Lo’s world is pretty distinctly High Fantasy™️, which I’ve been jaded with as of late, but her unique spin on it was enough to create a captivating world. Although the magic system was a little hazy, Lo’s descriptions of the barren landscape and treacherous forests created a world that felt real enough to step into. Even more captivating were the creatures that inhabited this world—everything from unicorns to horrifying changelings; the mythology around them and the stakes they created propelled the story even more. Plus, it’s always refreshing to have non-European inspiration for a high fantasy novel; in the author’s note, Lo explains that most of the book was inspired by both Chinese and Japanese mythology.
What I remember about Ash was how much I loved the main couple, but with Huntress, that was a little bit less of the case. In fact, I found Kaede and Taisin to be almost interchangeable (accentuated by the sporadic POV changes), but still compelling enough to root for. Most of the other characters were rather underdeveloped and forgettable, but Lo has a grim solution for the problem—killing them off. For me, it was Con who stole the show; he was the only character with a distinct personality, and it was a very lovable one at that. He’s the kind of character who probably would’ve been lumped in as the love interest in any other YA book, but having him as a platonic friend was so much more endearing.
Even though I loved Lo’s worldbuilding, I still wish that more was explored; we only got tidbits of the creatures in the Fairy Queen’s kingdom, and especially since the main villain was introduced so late in the book, I wished that we’d spent less time on the road and more time near the destination. The journey was interesting, sure, but it would’ve been more interesting to explore the more alien, unfamiliar corners of the world Lo created.
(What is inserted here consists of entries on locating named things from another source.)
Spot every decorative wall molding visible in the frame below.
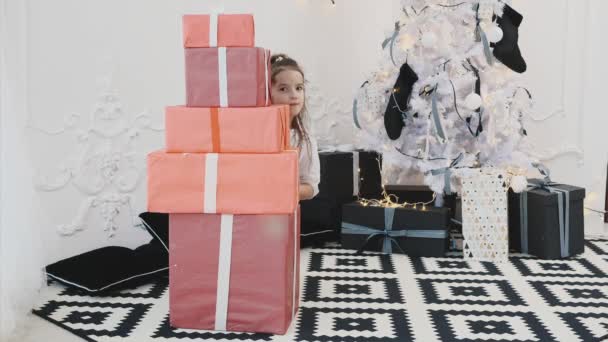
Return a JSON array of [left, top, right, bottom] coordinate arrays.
[[527, 0, 589, 166], [28, 83, 163, 237]]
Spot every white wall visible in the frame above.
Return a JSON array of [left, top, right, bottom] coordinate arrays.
[[17, 0, 608, 262]]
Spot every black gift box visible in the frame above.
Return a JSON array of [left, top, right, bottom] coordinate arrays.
[[300, 198, 342, 247], [509, 184, 585, 259], [340, 202, 450, 257], [300, 151, 382, 247], [315, 151, 382, 203], [384, 184, 456, 217]]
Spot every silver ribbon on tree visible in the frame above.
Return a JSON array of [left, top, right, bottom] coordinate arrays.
[[431, 153, 464, 195], [342, 208, 448, 254]]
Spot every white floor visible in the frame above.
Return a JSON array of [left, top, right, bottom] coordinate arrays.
[[7, 314, 84, 342]]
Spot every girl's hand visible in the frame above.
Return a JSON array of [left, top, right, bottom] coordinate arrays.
[[300, 184, 314, 201]]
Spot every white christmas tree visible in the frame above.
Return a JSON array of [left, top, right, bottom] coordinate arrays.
[[353, 0, 537, 203]]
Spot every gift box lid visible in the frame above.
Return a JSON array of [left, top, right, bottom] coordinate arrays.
[[528, 180, 585, 206], [342, 202, 450, 230]]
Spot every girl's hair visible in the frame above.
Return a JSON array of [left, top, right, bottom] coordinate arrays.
[[270, 53, 311, 153]]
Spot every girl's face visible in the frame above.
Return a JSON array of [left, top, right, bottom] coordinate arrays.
[[270, 70, 304, 119]]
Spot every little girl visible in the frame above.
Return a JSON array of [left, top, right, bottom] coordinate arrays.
[[270, 54, 320, 200]]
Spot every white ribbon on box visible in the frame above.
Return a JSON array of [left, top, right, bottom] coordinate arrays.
[[319, 144, 361, 196], [214, 208, 299, 331], [353, 151, 361, 196], [217, 47, 270, 108]]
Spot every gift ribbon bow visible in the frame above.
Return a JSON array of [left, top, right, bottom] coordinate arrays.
[[342, 208, 447, 254]]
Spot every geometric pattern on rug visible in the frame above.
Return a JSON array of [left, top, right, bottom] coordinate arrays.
[[418, 279, 525, 306], [297, 307, 412, 342], [412, 257, 502, 276], [585, 239, 608, 260], [511, 257, 606, 278], [431, 310, 557, 342], [33, 240, 608, 342], [304, 276, 403, 303]]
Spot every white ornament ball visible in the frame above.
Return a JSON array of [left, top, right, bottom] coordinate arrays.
[[511, 176, 528, 193], [486, 25, 503, 43], [437, 82, 454, 96], [422, 32, 437, 48], [464, 93, 481, 110]]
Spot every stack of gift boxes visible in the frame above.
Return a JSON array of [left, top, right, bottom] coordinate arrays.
[[148, 15, 299, 334]]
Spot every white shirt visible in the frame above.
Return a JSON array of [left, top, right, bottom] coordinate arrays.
[[290, 129, 321, 197]]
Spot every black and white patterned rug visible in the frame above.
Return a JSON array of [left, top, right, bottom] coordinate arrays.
[[34, 239, 608, 342]]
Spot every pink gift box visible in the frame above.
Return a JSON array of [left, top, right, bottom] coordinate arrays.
[[169, 214, 300, 334], [165, 105, 290, 153], [182, 14, 255, 48], [148, 150, 298, 214], [185, 47, 270, 107]]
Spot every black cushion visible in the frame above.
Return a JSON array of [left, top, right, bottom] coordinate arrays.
[[139, 212, 169, 252], [46, 241, 169, 294]]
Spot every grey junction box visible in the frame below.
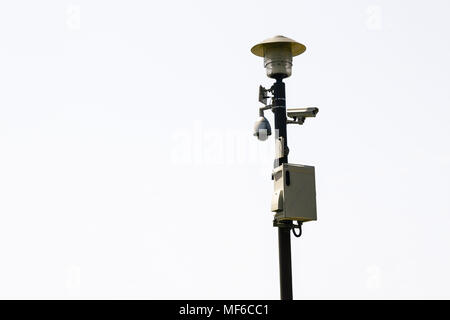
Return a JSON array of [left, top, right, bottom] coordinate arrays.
[[271, 163, 317, 222]]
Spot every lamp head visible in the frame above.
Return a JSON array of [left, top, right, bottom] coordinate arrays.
[[251, 36, 306, 79], [253, 116, 272, 141]]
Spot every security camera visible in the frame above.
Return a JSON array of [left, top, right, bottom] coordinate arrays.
[[253, 117, 272, 141], [287, 108, 319, 119]]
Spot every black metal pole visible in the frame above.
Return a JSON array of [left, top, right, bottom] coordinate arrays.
[[272, 77, 292, 300]]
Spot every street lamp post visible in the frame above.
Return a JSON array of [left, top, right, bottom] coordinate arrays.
[[251, 36, 318, 300]]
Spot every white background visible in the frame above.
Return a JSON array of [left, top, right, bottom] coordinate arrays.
[[0, 0, 450, 299]]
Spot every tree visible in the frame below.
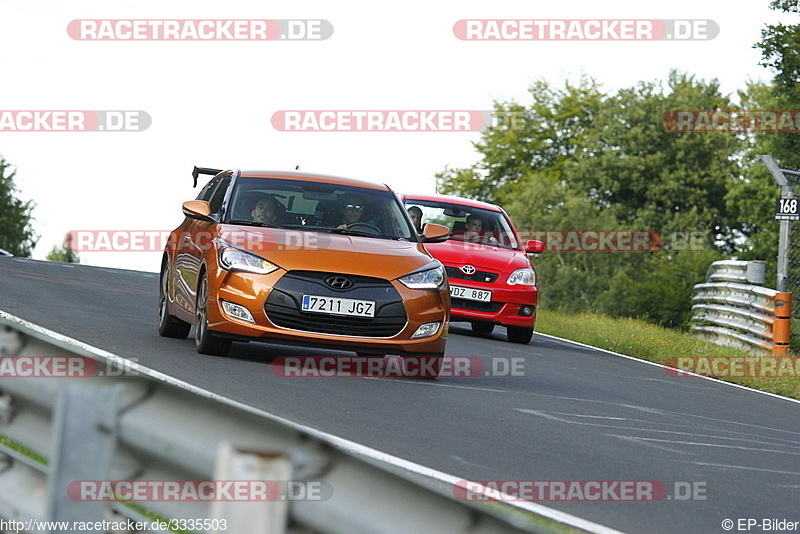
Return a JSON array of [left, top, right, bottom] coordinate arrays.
[[755, 0, 800, 164], [438, 72, 744, 326], [0, 156, 38, 257]]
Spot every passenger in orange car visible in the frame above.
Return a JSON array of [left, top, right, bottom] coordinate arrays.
[[255, 195, 286, 223], [338, 198, 364, 228], [464, 214, 497, 245]]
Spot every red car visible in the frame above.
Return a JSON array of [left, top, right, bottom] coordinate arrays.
[[404, 195, 544, 344]]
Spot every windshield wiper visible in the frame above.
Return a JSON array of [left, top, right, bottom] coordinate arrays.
[[227, 219, 307, 229], [328, 228, 402, 240]]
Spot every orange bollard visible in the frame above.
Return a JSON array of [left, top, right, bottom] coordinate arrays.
[[772, 292, 792, 354]]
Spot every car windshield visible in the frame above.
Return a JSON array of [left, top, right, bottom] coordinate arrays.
[[405, 198, 519, 249], [224, 177, 416, 240]]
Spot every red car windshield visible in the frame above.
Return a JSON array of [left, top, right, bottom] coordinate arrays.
[[405, 198, 519, 249]]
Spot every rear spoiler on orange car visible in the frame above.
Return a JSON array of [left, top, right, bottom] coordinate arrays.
[[192, 165, 227, 187]]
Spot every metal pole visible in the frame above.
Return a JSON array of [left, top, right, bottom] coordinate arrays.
[[761, 155, 793, 291]]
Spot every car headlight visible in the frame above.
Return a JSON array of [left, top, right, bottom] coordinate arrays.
[[507, 267, 536, 286], [398, 265, 447, 291], [219, 243, 278, 274]]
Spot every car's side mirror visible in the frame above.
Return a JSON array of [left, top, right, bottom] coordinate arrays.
[[525, 239, 544, 254], [422, 223, 450, 243], [183, 200, 216, 222]]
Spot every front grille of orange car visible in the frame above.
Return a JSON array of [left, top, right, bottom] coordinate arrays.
[[264, 271, 407, 337], [450, 298, 503, 313], [444, 266, 498, 284]]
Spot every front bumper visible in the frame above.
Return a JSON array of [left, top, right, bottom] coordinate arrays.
[[450, 278, 539, 328], [203, 270, 449, 355]]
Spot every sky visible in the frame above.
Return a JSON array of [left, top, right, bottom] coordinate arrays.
[[0, 0, 798, 271]]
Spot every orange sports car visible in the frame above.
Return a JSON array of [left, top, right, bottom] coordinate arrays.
[[158, 167, 450, 378]]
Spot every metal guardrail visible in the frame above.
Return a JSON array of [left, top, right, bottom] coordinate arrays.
[[0, 311, 616, 534], [692, 260, 791, 354]]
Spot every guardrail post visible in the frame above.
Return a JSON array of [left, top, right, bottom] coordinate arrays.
[[772, 291, 792, 354], [47, 383, 119, 531], [210, 441, 292, 534]]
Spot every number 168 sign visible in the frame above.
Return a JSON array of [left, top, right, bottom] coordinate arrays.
[[775, 198, 800, 221]]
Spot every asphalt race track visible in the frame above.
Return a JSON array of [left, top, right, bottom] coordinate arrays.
[[0, 258, 800, 533]]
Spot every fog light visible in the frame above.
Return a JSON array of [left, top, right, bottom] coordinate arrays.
[[411, 322, 440, 339], [519, 306, 533, 317], [222, 300, 256, 323]]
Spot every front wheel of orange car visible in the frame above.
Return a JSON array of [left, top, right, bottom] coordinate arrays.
[[403, 354, 444, 379], [506, 326, 533, 345], [158, 261, 192, 339], [194, 276, 231, 356]]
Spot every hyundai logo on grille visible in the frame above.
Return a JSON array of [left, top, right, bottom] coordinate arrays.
[[325, 276, 353, 289]]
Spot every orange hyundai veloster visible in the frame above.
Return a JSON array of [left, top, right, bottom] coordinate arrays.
[[158, 167, 450, 378]]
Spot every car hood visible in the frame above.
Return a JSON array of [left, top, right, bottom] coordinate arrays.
[[418, 239, 531, 273], [220, 225, 435, 280]]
All in all, a solid piece of fantasy that made good use of its dark, barren atmosphere, but could’ve pushed it even further. 3.5 stars!
Huntress is a prequel to Ash, and they are the only books set in that universe. Malinda Lo is also the author of Last Night at the Telegraph Club, the Adaptation duology (consisting of Adaptation and Inheritance), and several other books for teens and adults.
That’s it for this week’s Book Review Tuesday! Have a wonderful rest of your day, and take care of yourselves!